Beefy Boxes and Bandwidth Generously Provided by pair Networks
XP is just a number
 
PerlMonks  

Run length encode a bit vector

by Anonymous Monk
on Jan 05, 2012 at 06:57 UTC ( [id://946331]=perlquestion: print w/replies, xml ) Need Help??

Anonymous Monk has asked for the wisdom of the Perl Monks concerning the following question:

Hi, I have some large (multiple million bits) bit vectors, and I'd like to run length encode them to save storage.

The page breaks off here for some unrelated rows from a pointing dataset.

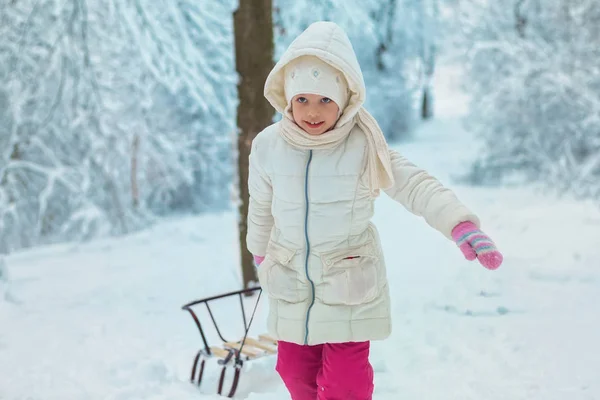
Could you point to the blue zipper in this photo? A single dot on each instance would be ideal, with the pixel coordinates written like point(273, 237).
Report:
point(307, 245)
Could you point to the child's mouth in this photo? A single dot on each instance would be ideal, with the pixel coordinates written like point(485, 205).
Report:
point(314, 125)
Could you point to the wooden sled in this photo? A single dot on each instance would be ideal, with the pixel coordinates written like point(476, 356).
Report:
point(230, 354)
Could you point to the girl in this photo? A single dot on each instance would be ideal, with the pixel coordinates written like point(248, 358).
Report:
point(313, 180)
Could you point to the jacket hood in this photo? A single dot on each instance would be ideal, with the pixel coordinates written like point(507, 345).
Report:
point(328, 42)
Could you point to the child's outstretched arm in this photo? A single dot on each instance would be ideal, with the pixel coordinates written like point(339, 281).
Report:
point(260, 220)
point(423, 195)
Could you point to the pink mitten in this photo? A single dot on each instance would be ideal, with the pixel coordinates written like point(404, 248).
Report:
point(476, 244)
point(258, 260)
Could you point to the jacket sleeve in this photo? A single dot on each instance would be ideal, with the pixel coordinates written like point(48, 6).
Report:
point(260, 220)
point(423, 195)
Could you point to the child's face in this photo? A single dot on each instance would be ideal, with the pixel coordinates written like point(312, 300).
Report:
point(313, 113)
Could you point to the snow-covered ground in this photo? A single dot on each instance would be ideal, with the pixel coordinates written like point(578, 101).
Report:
point(103, 320)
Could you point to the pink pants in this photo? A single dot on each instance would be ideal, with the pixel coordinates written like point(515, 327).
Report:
point(339, 371)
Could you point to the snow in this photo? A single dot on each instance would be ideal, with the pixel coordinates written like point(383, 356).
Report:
point(103, 320)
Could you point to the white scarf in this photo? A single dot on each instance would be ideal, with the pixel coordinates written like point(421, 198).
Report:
point(378, 162)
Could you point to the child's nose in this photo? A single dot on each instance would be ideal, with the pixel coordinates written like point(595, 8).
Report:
point(312, 112)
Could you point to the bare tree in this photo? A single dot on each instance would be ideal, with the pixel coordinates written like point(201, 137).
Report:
point(253, 25)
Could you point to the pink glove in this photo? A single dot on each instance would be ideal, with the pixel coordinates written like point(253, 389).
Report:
point(258, 260)
point(476, 244)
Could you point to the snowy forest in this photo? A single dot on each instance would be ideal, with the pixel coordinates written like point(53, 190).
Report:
point(114, 114)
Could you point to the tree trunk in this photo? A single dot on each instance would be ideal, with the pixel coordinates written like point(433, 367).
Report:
point(253, 27)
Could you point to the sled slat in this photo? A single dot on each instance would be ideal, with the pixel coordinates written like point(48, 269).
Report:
point(246, 350)
point(261, 345)
point(219, 352)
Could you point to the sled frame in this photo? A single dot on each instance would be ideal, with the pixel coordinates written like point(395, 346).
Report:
point(233, 353)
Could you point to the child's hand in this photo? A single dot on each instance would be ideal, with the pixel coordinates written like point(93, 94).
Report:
point(476, 244)
point(258, 260)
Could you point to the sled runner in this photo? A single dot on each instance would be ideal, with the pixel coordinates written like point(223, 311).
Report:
point(230, 354)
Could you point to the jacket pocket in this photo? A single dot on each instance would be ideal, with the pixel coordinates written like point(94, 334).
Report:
point(278, 278)
point(350, 275)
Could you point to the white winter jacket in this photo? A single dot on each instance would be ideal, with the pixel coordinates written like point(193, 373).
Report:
point(310, 216)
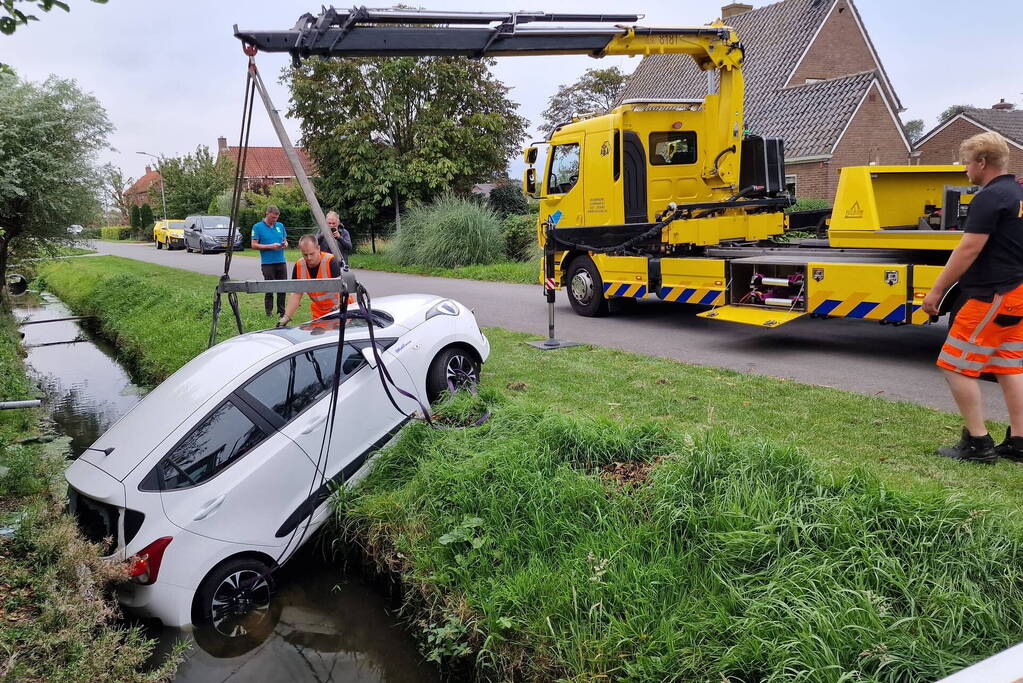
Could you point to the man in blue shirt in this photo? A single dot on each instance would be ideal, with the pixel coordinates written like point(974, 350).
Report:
point(271, 240)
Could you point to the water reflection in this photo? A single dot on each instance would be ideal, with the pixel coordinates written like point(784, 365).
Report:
point(87, 390)
point(320, 626)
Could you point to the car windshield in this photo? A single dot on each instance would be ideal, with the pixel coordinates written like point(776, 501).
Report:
point(327, 324)
point(216, 222)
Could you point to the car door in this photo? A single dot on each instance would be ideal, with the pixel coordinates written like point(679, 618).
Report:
point(296, 395)
point(232, 476)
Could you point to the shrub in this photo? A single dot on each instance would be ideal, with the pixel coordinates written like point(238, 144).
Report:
point(450, 232)
point(520, 237)
point(116, 232)
point(507, 199)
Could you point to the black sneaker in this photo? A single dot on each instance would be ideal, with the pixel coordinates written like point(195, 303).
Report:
point(972, 449)
point(1011, 448)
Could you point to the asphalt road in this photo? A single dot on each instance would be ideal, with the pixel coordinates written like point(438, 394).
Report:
point(858, 356)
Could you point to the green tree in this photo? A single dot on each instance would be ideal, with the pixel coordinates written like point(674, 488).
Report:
point(193, 180)
point(951, 111)
point(49, 135)
point(15, 17)
point(401, 128)
point(145, 219)
point(914, 129)
point(595, 91)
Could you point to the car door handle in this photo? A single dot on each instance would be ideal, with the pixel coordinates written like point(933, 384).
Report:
point(209, 507)
point(315, 423)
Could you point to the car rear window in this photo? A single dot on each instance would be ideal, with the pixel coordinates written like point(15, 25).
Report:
point(217, 442)
point(294, 383)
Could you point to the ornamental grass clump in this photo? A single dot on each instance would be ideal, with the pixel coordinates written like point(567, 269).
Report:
point(450, 232)
point(729, 560)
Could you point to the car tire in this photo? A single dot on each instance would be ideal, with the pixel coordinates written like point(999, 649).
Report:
point(219, 602)
point(586, 288)
point(456, 364)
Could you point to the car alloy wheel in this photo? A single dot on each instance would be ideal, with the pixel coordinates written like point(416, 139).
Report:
point(239, 594)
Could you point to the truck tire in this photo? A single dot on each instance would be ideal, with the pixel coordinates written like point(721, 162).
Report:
point(586, 288)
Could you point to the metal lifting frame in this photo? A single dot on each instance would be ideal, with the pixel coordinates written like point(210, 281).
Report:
point(231, 287)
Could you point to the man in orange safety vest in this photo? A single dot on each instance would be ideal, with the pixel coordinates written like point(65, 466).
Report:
point(313, 264)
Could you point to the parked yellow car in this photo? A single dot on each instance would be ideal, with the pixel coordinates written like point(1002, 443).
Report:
point(170, 234)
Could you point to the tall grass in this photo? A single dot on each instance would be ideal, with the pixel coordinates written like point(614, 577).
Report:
point(736, 560)
point(451, 231)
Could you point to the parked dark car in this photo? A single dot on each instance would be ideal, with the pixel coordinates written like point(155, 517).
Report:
point(209, 233)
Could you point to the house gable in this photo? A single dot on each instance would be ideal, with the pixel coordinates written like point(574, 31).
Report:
point(840, 46)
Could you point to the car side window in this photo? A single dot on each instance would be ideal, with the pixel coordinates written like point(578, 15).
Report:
point(564, 169)
point(296, 382)
point(218, 441)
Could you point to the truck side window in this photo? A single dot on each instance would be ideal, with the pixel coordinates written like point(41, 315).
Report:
point(218, 441)
point(296, 382)
point(673, 148)
point(564, 169)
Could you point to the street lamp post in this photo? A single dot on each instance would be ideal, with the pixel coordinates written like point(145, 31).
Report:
point(161, 171)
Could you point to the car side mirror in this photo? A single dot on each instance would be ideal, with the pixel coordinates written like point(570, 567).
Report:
point(529, 182)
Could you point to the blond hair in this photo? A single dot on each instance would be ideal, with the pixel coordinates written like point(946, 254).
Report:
point(989, 147)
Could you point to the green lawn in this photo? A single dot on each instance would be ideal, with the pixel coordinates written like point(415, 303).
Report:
point(630, 517)
point(520, 272)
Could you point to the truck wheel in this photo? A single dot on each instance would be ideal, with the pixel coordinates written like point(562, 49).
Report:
point(453, 366)
point(586, 288)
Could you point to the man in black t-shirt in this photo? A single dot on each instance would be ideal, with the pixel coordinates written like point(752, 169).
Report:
point(987, 333)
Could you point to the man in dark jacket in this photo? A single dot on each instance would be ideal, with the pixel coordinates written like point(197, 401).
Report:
point(340, 234)
point(987, 333)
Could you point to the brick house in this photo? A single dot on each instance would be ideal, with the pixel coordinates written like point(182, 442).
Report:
point(812, 78)
point(138, 193)
point(940, 145)
point(265, 166)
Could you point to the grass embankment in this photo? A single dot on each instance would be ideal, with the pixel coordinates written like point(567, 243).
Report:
point(858, 550)
point(518, 272)
point(56, 617)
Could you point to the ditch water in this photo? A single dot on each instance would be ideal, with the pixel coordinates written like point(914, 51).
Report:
point(322, 625)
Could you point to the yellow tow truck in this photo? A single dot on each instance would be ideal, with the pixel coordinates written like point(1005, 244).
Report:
point(672, 198)
point(170, 233)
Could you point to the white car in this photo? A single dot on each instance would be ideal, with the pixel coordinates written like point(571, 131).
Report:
point(208, 483)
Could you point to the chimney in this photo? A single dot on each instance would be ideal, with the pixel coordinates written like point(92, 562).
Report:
point(734, 8)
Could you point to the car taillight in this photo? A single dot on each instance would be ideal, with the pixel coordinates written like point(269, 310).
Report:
point(144, 565)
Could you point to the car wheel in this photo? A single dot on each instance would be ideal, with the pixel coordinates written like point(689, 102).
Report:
point(234, 596)
point(586, 288)
point(454, 367)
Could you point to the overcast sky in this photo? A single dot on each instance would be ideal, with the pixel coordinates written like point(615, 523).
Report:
point(171, 75)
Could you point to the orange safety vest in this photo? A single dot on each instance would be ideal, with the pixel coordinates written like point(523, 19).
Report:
point(323, 302)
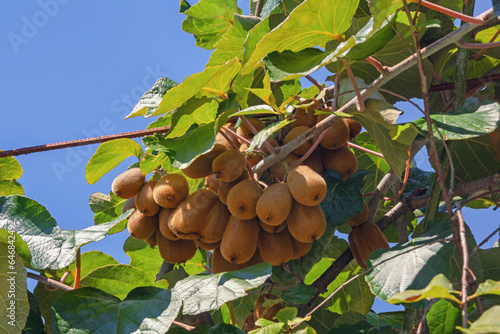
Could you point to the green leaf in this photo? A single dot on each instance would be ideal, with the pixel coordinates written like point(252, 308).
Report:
point(299, 294)
point(202, 293)
point(116, 279)
point(50, 246)
point(343, 198)
point(439, 287)
point(474, 119)
point(10, 169)
point(310, 24)
point(395, 149)
point(213, 81)
point(34, 323)
point(150, 310)
point(411, 265)
point(488, 322)
point(150, 100)
point(14, 305)
point(143, 257)
point(208, 20)
point(109, 155)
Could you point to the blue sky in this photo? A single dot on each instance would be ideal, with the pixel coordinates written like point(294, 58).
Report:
point(74, 69)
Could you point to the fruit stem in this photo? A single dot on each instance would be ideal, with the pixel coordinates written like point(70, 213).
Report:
point(77, 272)
point(449, 12)
point(361, 103)
point(364, 149)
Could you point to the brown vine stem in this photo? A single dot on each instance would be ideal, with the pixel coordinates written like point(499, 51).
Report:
point(49, 281)
point(82, 142)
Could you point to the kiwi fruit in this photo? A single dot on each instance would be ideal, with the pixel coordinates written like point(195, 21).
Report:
point(360, 218)
point(239, 241)
point(202, 165)
point(242, 199)
point(336, 135)
point(274, 205)
point(273, 229)
point(128, 183)
point(229, 165)
point(245, 132)
point(163, 217)
point(267, 306)
point(294, 133)
point(201, 216)
point(220, 264)
point(207, 246)
point(354, 127)
point(306, 223)
point(212, 183)
point(171, 190)
point(300, 248)
point(306, 116)
point(129, 204)
point(275, 248)
point(178, 251)
point(141, 226)
point(225, 187)
point(307, 186)
point(341, 160)
point(144, 200)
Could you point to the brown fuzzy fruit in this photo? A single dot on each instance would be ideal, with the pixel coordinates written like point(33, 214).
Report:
point(354, 127)
point(242, 199)
point(178, 251)
point(171, 190)
point(267, 306)
point(245, 132)
point(360, 218)
point(274, 205)
point(273, 229)
point(229, 165)
point(300, 248)
point(202, 165)
point(128, 183)
point(341, 160)
point(306, 223)
point(144, 200)
point(294, 133)
point(307, 186)
point(336, 135)
point(276, 248)
point(220, 264)
point(141, 226)
point(163, 217)
point(225, 187)
point(364, 239)
point(201, 216)
point(239, 241)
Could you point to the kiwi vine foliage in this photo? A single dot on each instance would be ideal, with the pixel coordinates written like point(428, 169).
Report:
point(255, 69)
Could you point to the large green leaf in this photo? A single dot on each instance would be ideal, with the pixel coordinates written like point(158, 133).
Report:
point(411, 265)
point(109, 155)
point(14, 305)
point(50, 246)
point(145, 310)
point(313, 23)
point(208, 20)
point(213, 81)
point(343, 198)
point(203, 293)
point(150, 100)
point(473, 119)
point(393, 140)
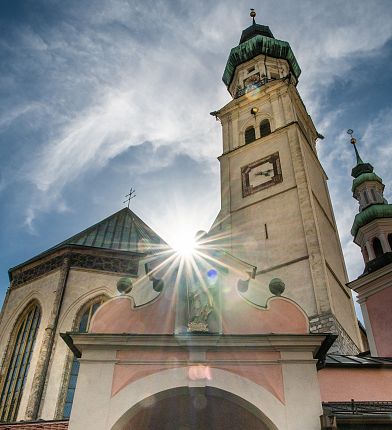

Given the input: my $bv = pack 'N', 0x01020304; I'd like to get out an array

-1, 9, -1, 6, -2, 8, -1, 5

Where negative counts represent set bits and positive counts clear bits.

Searches for Perl and run length encoding all seem to turn up the rosetta stone thing of RLE strings: '"wwwbbbw" => 'w3b3w1' using regex.

I know I need to use vec(), but I keep getting lost in the state changes and end up with huge nest of ifs and garbage output.

Any help appreciated.

Replies are listed 'Best First'.
Re: Run length encode a bit vector
by GrandFather (Saint) on Jan 05, 2012 at 07:45 UTC

    Show us what you have tried and what it generates for your sample data.

    Note that if you need speed for this task Perl probably isn't what you should use.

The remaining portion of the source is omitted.